On 1/16/26 5:01 PM, Randall Rose wrote:
Of course, if you can recommend a way of finding out which of the thousands of 
packages that currently are or might later be on my machine could be listening 
to the network, I would appreciate hearing.  That would be useful information.  
I just don't know it.

My approach is to do a port scan of myself, to check what network ports are open and listening for incoming connections using "nmap", pretty standard program.

First, find out what your network address, say it is 10.1.2.3, then run something like:

  nmap -A -T3 10.1.2.3

When I run it against my laptop I get:

root@theseion:/home/kentborg# nmap -A -T3 10.0.0.184
Starting Nmap 7.95 ( https://nmap.org ) at 2026-01-16 19:06 PST
Nmap scan report for theseion.lan (10.0.0.184)
Host is up (0.000058s latency).
All 1000 scanned ports on theseion.lan (10.0.0.184) are in ignored states.
Not shown: 1000 closed tcp ports (reset)
Too many fingerprints match this host to give specific OS details
Network Distance: 0 hops

OS and Service detection performed. Please report any incorrect results at https://nmap.org/submit/ .
Nmap done: 1 IP address (1 host up) scanned in 1.72 seconds
root@theseion:/home/kentborg#

Nothing listening, very boring.

Note that if you do an nmap of "localhost" you will see what is visible from within the machine looking at itself, and can get different answers, you need to specify your IP address to get what others see. Even then it is probably cleaner to do the nmap from a different machine to really get the outside world's perspective.


When I run at against one of my e-mail servers, much more interesting.

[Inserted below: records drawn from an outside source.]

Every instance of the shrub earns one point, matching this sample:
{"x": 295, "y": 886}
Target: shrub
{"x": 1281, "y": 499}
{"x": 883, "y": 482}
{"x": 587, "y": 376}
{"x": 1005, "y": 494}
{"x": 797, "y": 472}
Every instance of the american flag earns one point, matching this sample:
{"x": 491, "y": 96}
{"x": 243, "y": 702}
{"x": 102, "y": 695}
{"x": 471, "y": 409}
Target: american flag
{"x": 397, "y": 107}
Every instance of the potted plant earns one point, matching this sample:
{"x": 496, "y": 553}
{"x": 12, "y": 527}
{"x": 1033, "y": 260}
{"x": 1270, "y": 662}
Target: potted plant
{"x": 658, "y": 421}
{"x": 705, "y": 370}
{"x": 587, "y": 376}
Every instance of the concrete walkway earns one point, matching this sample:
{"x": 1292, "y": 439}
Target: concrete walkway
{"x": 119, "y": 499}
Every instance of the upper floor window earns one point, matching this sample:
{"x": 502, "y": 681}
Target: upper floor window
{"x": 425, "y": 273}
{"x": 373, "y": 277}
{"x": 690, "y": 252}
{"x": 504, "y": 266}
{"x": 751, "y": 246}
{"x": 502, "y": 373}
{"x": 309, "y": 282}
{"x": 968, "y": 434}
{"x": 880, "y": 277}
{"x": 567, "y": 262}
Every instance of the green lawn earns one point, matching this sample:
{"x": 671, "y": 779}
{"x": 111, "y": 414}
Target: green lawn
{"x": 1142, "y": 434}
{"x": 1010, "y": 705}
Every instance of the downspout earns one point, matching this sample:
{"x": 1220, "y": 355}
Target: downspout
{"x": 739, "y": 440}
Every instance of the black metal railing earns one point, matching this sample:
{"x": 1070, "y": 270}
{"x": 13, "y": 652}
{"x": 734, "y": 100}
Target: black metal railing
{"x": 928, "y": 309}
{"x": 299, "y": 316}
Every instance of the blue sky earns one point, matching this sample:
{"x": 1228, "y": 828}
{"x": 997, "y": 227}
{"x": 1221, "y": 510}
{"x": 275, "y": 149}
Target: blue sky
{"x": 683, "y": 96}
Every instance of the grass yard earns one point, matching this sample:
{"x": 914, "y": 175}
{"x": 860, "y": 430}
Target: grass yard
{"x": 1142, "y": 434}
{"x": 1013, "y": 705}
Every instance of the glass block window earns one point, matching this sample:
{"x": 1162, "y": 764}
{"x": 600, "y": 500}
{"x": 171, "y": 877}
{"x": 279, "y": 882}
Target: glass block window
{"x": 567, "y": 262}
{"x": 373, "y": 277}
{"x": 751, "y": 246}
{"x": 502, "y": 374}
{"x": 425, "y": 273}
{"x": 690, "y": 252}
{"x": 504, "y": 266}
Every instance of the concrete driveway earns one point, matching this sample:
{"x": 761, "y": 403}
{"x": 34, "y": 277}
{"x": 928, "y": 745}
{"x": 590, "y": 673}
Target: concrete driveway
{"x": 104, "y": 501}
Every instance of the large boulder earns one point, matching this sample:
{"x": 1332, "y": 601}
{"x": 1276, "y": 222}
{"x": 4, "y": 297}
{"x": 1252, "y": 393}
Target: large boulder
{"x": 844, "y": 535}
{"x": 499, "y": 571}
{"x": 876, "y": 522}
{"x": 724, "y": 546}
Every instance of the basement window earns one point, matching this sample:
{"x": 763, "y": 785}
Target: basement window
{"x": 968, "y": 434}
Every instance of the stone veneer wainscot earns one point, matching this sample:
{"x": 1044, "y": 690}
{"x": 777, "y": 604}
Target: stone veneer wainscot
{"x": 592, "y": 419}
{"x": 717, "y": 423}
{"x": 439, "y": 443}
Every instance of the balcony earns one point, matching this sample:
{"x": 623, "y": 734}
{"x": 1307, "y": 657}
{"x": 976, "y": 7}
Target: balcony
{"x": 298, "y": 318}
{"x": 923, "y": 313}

I won't paste in the whole output, but I see something is listening on:

- port 22  sshd, good, I use that everyday
- port 25  smtpd, good, needed for incoming e-mail
- port 145  imapd, good, for users to read e-mail
- port 465  ssl/smtp, good, also for users to send e-mail
- port 993  imapd, good, for users to read e-mail, maybe I don't need both.

That's it.


When I do a scan of my web server I see:

- port 22  sshd again
- port 25  smtpd again, though it accepts mail for almost nothing
- port 80  web
- port 443  encrypted web

Again, just what I expect.


If I were to put on a firewall I would have to let those through, and I would block attempts to talk to…all the other possible ports, that nothing is listening to anyway.